Models become simpler, but they also raise engineering issues: we need to build our own *unorthodox* scoring/prediction functions. But at a deeper level, they raise a number of additional and very interesting (often research-grade) questions:

- How do we measure goodness of fit?
- How do we know the model is not behaving oddly?
- How do we deal with subjects with little history/data?

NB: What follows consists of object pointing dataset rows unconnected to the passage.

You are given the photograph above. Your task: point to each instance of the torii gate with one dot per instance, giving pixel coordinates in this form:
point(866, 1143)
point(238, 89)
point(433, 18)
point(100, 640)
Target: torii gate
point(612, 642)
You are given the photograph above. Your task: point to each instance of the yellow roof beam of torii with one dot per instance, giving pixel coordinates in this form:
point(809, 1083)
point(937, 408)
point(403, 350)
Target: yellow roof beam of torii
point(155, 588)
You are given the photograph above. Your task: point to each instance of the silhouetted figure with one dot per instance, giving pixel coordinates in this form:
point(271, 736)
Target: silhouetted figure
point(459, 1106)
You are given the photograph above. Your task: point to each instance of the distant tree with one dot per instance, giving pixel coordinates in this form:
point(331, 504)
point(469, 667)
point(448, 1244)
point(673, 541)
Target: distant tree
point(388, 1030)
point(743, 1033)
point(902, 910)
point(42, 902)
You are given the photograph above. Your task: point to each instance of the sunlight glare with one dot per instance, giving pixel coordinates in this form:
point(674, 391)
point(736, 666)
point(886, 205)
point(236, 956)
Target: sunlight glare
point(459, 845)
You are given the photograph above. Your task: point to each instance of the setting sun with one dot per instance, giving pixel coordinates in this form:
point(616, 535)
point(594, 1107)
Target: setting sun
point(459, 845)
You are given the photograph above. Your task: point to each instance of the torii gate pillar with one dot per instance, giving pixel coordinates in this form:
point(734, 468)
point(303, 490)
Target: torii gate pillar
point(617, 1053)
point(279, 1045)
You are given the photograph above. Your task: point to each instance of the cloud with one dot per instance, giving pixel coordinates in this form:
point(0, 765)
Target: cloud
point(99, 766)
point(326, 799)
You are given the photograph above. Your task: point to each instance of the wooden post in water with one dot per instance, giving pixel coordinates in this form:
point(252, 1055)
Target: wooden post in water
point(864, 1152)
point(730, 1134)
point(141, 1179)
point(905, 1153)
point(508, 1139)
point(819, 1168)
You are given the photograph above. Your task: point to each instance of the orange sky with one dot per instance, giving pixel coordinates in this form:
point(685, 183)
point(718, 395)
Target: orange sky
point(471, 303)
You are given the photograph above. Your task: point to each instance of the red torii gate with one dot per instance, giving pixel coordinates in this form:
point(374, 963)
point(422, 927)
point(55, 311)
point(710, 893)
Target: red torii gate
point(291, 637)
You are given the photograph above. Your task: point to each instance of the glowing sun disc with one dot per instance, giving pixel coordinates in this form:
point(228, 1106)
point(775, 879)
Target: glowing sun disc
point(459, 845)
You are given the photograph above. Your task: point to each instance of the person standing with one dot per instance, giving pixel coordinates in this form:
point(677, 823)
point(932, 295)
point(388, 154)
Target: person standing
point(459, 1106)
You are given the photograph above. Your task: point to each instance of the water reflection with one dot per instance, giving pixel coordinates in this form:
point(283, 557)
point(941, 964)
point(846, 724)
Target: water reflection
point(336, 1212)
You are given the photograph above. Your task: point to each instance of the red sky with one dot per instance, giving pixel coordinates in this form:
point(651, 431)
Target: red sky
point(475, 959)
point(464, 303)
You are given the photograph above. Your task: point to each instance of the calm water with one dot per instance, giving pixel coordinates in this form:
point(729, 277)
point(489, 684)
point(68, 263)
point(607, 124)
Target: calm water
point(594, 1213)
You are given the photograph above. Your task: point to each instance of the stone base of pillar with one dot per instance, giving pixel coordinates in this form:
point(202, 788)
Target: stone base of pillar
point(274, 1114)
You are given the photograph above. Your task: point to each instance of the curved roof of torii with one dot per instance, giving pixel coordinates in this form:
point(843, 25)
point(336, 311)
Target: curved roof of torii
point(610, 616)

We can improve upon these naive herds of models where \(M = M_i\) by turning our interest to the \(M_g\) part of the naive models just discussed discard.

### More advanced herds of models

I will indicate here three strategies to improve the naive herds of models. They are all related to the reintroduction of the \(M_g\) term in the herd. The first improvement consists in using *regularized* versions of the `glm`

function above. In practice, I have found the package `lme4`

very useful for these purposes.

```
my_models <- dlply(dat, .(subject), function(tmp){
glmer(y ~ (1 | category), family = binomial, data = tmp)
})
```

However, we are not yet using the hierarchical structure of the dataset. Regularization like above help avoid the 100% problem (among others), but fails to exploit the possible relationships among subjects. In fact, in our example and in most real-life datasets, part of the strength of the relationship between subjects and categories can be explained precisely because subjects belong to groups. These groups embody all we know about individuals without having seen them behaving.

And, of course, the relationship between the target variable and the group can be estimated *before and independently* of the estimation of the relationship between *this* user and the target variable. Then, those group relationships need to be *inserted* into the model, usually, via *informative priors*.

Note: I’m still searching for a good, efficient method that will let me include informative priors in subject models.

Note: academia is interested in fixed effects. Consulting practice is mostly concerned with random effects (what individuals do). Academia’s input to consulting job is precisely providing good priors. That’s in part why we pay taxes.

Alternatively, we could generate models in wider batches. Not only because of efficiency, but also to facilitate the inclusion of *priori* information in the final model. For instance, one could attempt the following:

```
my_models <- dlply(dat, .(group), function(tmp){
glmer(y ~ (1 + category | subject), family = binomial, data = tmp)
})
```

`## boundary (singular) fit: see ?isSingular`

Here we are splitting the data according to the group, so the prior information contained that all members of a group share is again fully used. Still, it could be the case that the `group`

split produced too large parts for `glmer`

to process them. Another option would be to subsplit groups in pieces large enough to have a relative accuarate description of the prioristic parts but small enough to process them efficiently.

As an alternative, for some kind of models, INLA could provide a handy replacement to `lme4::glmer`

.

Note: I did some very promising tests of INLA in a recent project where performance was a must (and our datasets contained users in the order of 1 million), but it did not finally make it to the final deliverable.

## Areas of future improvement

The discussion above opened a number of questions, many of them are open to researchers in statistics and computer science:

- How to fit full Bayesian models with big data efficiently. In particular, how to fit them by pieces and how to combine them.
- How to efficiently feed
*a priori*information on individual (per subject) models. - How to assess the goodness of fit of herds of models; particularly of herds consisting of a large number of models, often in the range of millions.

## Summary

- Many large datasets found in consulting practice have a clear hierarchical structure.
- Standard
*data science*models often fail to use such structure efficiently. - Although Bayesian approaches are more promising, they are mostly unusable nowadays given the lack of computing power required to run them at full scale.
- However, it is possible to fit
*herds of models*to reduce to the minimum expression the amount of information loss in the modelling process. - But building these
*herds of models*requires an intelligent design in order to both attain reasonable computing efficiency and to adequately use as much*a priori*information as possible.